3. The method of claim 1, wherein the first access request includes a priority field, and wherein determining a priority corresponding to the first access request in response to the access request being received by the buffer memory of the current level comprises: and determining the priority corresponding to the first access request based on the priority indicated by the priority field in the first access request.

4. The method of claim 1, wherein the determining the order in which the buffer memory processes the first access request or the second access request based on the priority level to which the first access request corresponds comprises:

in response to a response queue of the buffer memory including access responses and the access responses including data requested by the first access request, adjusting a priority level of the access responses based on a priority level corresponding to the first access request.

5. The method of claim 1, wherein the determining the order in which the buffer memory processes the first access request or the second access request based on the priority level to which the first access request corresponds comprises:

in response to a request queue of the buffer memory including a second access request requesting access to the same address as the received first access request, adjusting a priority level corresponding to the second access request based on a priority level corresponding to the first access request, and

and determining the order of the second access requests processed in the buffer memory in a pipeline mode based on the adjusted priority level corresponding to the second access requests.

6. The method of claim 1, wherein the determining the order in which the buffer memory processes the first access request or the second access request based on the priority level to which the first access request corresponds comprises: in response to the priority level corresponding to the first access request being a high priority, the buffer memory will preferentially process the first access request in a pipelined manner.

7. The method of claim 1, wherein the determining the order in which the buffer memory processes the first access request or the second access request based on the priority level to which the first access request corresponds comprises:

responding to the first access request missing in the buffer memory of the current level, and recording the first access request and the priority level corresponding to the first access request in a miss history register of the buffer memory of the current level; and

and responding to the first access request and the priority level corresponding to the first access request, and sending the first access request to a lower-level buffer memory.

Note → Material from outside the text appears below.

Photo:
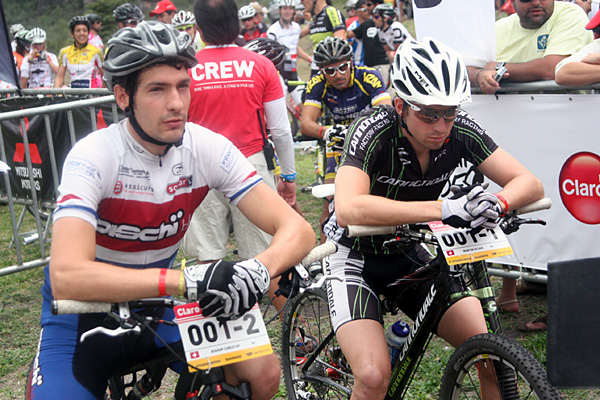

8. The method of claim 2, wherein the processing device further comprises a processor core including a reorder buffer, the priority update command of the first access request being at least partially associated with a state of the reorder buffer.

9. The method of claim 2, wherein processing device further comprises a processor core including an instruction fetch unit, the priority update command of the first access request being at least partially associated with a corresponding branch prediction result of the instruction fetch unit.

10. The method of claim 2, wherein the processing device further comprises a processor core including an instruction fetch unit and a reorder buffer, the priority update command of the first access request being at least partially associated with a state of the reorder buffer and a branch prediction result corresponding to the instruction fetch unit.

11. A processing apparatus, comprising:

a processor core;

a multi-level cache memory;

wherein the processor core or the multi-level cache memory is configured to perform the method of any of claims 1-10.

12. An electronic device comprising the processing apparatus of claim 11.

13. A non-transitory readable storage medium having stored thereon computer instructions, wherein the computer instructions, when executed by a processing device, perform the method of any one of claims 1-10.